Hadoop 应用

Hadoop Modules(Hadoop 模块)

  • Hadoop Distributed File System (HDFS): A distributed file system that provides high-throughput access to application data.
    Hdfs:一种分布式文件系统,提供对应用程序数据的高吞吐量访问的分布式文件系统。
  • Hadoop YARN: A framework for job scheduling and cluster resource management.
    Yarn :提供集群的作业调度和资源管理服务
  • Hadoop MapReduce: A YARN-based system for parallel processing of large data sets.
    MapReduce:基于YARN的系统,用于并行处理大数据集。
  • Ambari: A web-based tool for provisioning, managing, and monitoring Apache Hadoop clusters which includes support for Hadoop HDFS, Hadoop MapReduce, Hive, HCatalog, HBase, ZooKeeper, Oozie, Pig and Sqoop. Ambari also provides a dashboard for viewing cluster health such as heatmaps and ability to view MapReduce, Pig and Hive applications visually alongwith features to diagnose their performance characteristics in a user-friendly manner.

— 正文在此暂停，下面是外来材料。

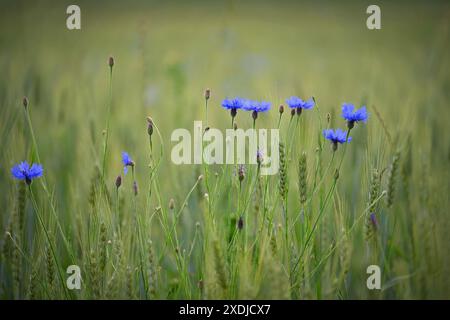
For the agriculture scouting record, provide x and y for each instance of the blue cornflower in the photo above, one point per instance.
(351, 115)
(336, 136)
(233, 105)
(256, 106)
(262, 106)
(23, 171)
(127, 162)
(298, 104)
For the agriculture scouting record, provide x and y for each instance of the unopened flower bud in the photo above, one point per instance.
(149, 126)
(25, 102)
(135, 188)
(240, 223)
(118, 181)
(241, 172)
(207, 94)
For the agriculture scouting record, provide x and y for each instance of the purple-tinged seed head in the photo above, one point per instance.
(118, 181)
(25, 102)
(207, 94)
(240, 223)
(135, 188)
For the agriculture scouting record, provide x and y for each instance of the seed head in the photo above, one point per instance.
(240, 223)
(241, 172)
(259, 157)
(149, 126)
(118, 181)
(111, 62)
(25, 102)
(135, 188)
(207, 94)
(233, 112)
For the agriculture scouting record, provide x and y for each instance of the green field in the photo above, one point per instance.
(306, 232)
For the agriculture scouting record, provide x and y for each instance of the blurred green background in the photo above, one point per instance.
(167, 52)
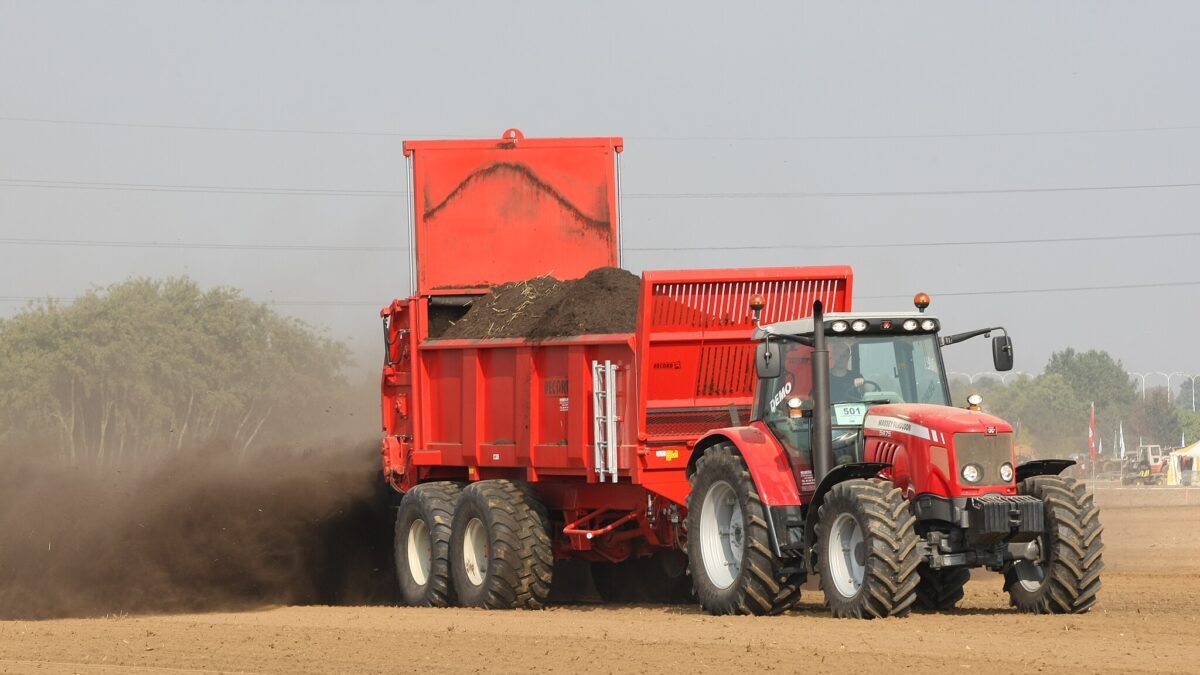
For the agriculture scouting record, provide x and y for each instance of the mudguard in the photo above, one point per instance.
(1043, 467)
(766, 459)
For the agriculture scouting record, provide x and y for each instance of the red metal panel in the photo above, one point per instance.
(767, 461)
(486, 201)
(695, 354)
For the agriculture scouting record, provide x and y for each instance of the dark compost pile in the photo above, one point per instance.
(543, 308)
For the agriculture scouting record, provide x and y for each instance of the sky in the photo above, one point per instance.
(925, 144)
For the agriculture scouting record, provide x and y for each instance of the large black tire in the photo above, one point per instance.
(423, 544)
(940, 589)
(757, 584)
(657, 579)
(1068, 579)
(885, 551)
(501, 554)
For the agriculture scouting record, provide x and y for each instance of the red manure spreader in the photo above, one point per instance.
(717, 434)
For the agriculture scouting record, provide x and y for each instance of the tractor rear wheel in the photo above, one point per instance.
(732, 566)
(868, 556)
(501, 554)
(940, 589)
(423, 544)
(1068, 575)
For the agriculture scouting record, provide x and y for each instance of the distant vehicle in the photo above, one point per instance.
(1147, 466)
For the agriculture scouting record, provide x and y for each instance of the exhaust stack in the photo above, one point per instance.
(822, 422)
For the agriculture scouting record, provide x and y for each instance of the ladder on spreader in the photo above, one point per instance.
(604, 418)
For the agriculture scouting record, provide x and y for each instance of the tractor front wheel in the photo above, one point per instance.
(732, 566)
(868, 556)
(1068, 575)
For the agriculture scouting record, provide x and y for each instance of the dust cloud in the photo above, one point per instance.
(198, 531)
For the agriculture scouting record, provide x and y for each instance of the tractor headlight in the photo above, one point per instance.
(972, 473)
(1006, 472)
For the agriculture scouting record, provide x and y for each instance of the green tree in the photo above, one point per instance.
(147, 366)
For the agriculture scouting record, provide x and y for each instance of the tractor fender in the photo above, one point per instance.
(1043, 467)
(839, 473)
(766, 460)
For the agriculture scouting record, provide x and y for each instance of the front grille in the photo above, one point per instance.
(987, 452)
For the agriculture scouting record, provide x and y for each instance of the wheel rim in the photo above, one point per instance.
(474, 551)
(721, 535)
(847, 555)
(419, 551)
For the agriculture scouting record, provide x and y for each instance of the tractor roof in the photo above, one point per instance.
(804, 326)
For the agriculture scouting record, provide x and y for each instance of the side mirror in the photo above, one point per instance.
(1002, 352)
(767, 360)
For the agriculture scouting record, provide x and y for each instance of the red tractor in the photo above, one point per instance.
(1147, 466)
(857, 469)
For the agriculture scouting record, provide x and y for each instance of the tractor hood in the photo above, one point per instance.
(930, 422)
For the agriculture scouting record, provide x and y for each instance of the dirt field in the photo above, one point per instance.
(1146, 621)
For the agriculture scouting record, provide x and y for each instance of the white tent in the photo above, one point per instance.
(1175, 475)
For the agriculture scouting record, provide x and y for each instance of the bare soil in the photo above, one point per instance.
(1145, 622)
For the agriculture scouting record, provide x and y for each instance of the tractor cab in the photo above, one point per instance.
(875, 359)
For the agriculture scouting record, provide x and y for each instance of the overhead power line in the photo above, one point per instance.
(323, 191)
(279, 246)
(234, 129)
(117, 244)
(219, 189)
(655, 138)
(1051, 290)
(917, 244)
(898, 192)
(947, 294)
(282, 303)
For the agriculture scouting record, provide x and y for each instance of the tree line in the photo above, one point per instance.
(1050, 411)
(150, 366)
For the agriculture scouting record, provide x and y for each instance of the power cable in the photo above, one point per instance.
(282, 303)
(664, 138)
(898, 192)
(948, 294)
(219, 189)
(1061, 290)
(307, 191)
(22, 242)
(276, 246)
(915, 244)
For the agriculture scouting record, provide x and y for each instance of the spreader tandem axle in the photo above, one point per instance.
(732, 443)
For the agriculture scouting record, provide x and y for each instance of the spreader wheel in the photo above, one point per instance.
(867, 550)
(1068, 575)
(423, 544)
(501, 554)
(940, 589)
(729, 547)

Amabri: 基于Web的工具,用于配置,管理和监视Apache Hadoop集群,其中包括对Hadoop HDFS,Hadoop MapReduce,Hive,HCatalog,HBase,ZooKeeper,Oozie,Pig和Sqoop的支持。Ambari还提供了一个仪表板,用于查看集群健康状况(例如热图)以及以可视方式查看MapReduce,Pig和Hive应用程序的功能,以及以用户友好的方式诊断其性能特征的功能。

  • HBase: A scalable, distributed database that supports structured data storage for large tables.
    HBase:可扩展的分布式数据库,支持大型表的结构化数据存储。
  • Hive: A data warehouse infrastructure that provides data summarization and ad hoc querying.
    Hive:一种数据仓库基础结构,可提供数据汇总和即席查询。
  • Spark: A fast and general compute engine for Hadoop data. Spark provides a simple and expressive programming model that supports a wide range of applications, including ETL, machine learning, stream processing, and graph computation.

Spark: 一种用于Hadoop数据的快速通用计算引擎。Spark提供了一个简单而富于表现力的编程模型,该模型支持广泛的应用程序,包括ETL,机器学习,流处理和图形计算。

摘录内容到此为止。